There was no way in which I would relinquish what had become an absolute requirement for starting my day. Tefillin no longer were gendered. When my daughter became bat mitzvah she did not have to go through the process I had undergone; she never hesitated to take on this responsibility as her mandate. For her, tefillin never were gendered. And my granddaughter, who became bat mitzvah a few months ago, also started davening daily in tefillin. The first time we were at a weekday minyan together, grandmother and granddaughter in tefillin, was an amazing experience.
Over time, my understanding of the texts changed. For me this is no longer an obligation that I have assumed, but a sacred obligation, clearly written in the Torah. The mitzvah of tefillin is found in the verses from Deuteronomy 6, which we read as the first section of the Shma. The Shma addresses the Israelites as a nation, in the masculine singular. Thus, the commandment to love God is ve’ahavta, and “you (masculine singular) shall love the Lord your God…” (Deut 6:5). But it is understood that men and women both are obligated to love God. Similarly, when the injunction is to “bind them” – these instructions or words – “as a sign on your hand and let them serve as a symbol on your forehead,” the “you” is in the masculine singular, but this commandment, like the one to love God, clearly is meant for both men and women.
As my daughter said years ago, it makes no sense to separate these commandments. In the past, when life was more gender-segregated, people could not understand the text this way. In our time we are, for the first time, empowered to see this text clearly.

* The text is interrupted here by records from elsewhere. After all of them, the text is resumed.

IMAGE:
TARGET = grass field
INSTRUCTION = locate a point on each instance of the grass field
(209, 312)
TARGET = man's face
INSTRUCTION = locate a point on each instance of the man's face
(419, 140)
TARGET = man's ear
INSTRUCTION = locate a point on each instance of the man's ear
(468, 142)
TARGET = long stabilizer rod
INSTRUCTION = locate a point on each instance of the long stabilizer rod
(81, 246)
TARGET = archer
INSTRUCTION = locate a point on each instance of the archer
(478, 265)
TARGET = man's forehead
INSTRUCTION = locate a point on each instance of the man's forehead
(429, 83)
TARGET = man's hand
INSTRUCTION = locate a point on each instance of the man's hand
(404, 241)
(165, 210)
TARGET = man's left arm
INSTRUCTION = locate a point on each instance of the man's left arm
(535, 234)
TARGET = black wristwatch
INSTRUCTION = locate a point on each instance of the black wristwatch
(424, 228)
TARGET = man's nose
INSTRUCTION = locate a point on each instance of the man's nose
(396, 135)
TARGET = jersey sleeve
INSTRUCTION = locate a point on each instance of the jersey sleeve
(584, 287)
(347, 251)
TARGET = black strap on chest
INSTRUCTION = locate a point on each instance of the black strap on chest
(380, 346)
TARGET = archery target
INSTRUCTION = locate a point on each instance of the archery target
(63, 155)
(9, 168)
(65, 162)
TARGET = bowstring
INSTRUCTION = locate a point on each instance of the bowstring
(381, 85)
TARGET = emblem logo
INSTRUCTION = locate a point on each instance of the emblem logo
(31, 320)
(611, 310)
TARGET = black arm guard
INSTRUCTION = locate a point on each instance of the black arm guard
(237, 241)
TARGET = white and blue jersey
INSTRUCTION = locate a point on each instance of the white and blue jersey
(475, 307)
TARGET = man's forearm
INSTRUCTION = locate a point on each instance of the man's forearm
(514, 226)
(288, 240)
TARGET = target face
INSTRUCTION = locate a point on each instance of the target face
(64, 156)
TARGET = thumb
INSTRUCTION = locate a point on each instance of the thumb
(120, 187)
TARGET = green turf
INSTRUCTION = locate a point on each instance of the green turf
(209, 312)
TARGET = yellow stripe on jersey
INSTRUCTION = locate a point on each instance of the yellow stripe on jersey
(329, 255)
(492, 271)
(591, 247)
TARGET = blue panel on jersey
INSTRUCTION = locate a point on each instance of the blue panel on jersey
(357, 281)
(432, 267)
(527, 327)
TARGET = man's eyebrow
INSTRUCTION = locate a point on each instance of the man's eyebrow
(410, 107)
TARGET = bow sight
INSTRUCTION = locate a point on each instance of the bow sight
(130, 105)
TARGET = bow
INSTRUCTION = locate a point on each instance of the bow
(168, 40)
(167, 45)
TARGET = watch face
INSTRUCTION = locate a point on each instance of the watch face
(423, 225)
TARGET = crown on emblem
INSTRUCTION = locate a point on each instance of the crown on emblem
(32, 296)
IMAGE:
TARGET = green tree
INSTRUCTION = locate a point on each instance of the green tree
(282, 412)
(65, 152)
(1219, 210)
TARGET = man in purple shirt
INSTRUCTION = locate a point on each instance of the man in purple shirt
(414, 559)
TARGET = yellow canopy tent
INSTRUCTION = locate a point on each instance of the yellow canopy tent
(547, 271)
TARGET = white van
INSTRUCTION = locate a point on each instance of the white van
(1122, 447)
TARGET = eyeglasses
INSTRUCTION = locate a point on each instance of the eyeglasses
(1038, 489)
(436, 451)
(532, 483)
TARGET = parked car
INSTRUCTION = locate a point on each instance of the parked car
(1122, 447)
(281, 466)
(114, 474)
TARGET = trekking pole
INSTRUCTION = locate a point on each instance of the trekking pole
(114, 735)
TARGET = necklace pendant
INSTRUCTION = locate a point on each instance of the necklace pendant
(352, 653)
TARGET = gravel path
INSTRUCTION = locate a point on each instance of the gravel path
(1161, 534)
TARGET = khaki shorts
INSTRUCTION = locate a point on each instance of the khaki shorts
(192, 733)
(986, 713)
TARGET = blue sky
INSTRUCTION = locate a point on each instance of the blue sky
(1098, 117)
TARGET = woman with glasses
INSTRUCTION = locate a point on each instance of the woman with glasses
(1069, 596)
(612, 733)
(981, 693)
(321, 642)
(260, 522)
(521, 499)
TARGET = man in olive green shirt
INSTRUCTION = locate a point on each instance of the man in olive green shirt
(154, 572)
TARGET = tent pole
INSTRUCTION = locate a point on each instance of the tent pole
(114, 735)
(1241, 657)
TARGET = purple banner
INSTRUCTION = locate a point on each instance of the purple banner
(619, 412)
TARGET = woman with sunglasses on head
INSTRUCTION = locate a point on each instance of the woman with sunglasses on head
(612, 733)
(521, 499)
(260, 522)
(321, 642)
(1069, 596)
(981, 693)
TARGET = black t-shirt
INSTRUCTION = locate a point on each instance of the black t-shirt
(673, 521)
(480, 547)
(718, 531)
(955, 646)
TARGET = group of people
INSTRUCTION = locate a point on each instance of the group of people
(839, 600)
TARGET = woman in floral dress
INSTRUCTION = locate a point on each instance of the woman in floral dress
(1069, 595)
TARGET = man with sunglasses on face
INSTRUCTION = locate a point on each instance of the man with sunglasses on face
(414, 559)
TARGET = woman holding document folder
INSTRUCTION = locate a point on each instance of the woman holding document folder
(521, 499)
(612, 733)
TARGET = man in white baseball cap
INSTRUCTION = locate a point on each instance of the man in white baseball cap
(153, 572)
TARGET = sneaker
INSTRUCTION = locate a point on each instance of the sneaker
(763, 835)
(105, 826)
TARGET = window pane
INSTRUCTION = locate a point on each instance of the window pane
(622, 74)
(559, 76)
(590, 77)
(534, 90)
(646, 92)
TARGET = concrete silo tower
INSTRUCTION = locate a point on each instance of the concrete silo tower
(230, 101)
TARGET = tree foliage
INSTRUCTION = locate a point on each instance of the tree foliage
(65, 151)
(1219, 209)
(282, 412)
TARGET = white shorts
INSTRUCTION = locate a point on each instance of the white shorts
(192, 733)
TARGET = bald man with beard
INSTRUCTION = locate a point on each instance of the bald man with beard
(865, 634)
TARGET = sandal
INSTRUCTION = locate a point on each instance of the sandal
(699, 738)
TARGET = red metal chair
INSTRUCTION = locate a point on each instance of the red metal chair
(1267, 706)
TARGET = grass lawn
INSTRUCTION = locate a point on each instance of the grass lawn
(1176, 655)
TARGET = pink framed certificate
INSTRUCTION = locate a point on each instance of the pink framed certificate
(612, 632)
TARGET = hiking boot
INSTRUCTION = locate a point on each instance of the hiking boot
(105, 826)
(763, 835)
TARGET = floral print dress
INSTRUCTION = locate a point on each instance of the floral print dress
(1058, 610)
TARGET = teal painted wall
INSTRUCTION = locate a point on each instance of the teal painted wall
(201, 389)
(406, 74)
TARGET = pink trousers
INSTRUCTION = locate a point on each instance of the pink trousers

Every morning I feel the power of this incredible symbolic act, binding these texts to my head and arm, carefully placing one on my arm and wrapping the straps down to and around my hand, placing the other just so on my forehead, feeling the tie to God in a way that I never did before. Sure, not every day brings a transcendent religious experience, not every word of the liturgy speaks to me every day, but tefillin are there to keep me anchored.
I feel so blessed to be alive at a time when I can experience this.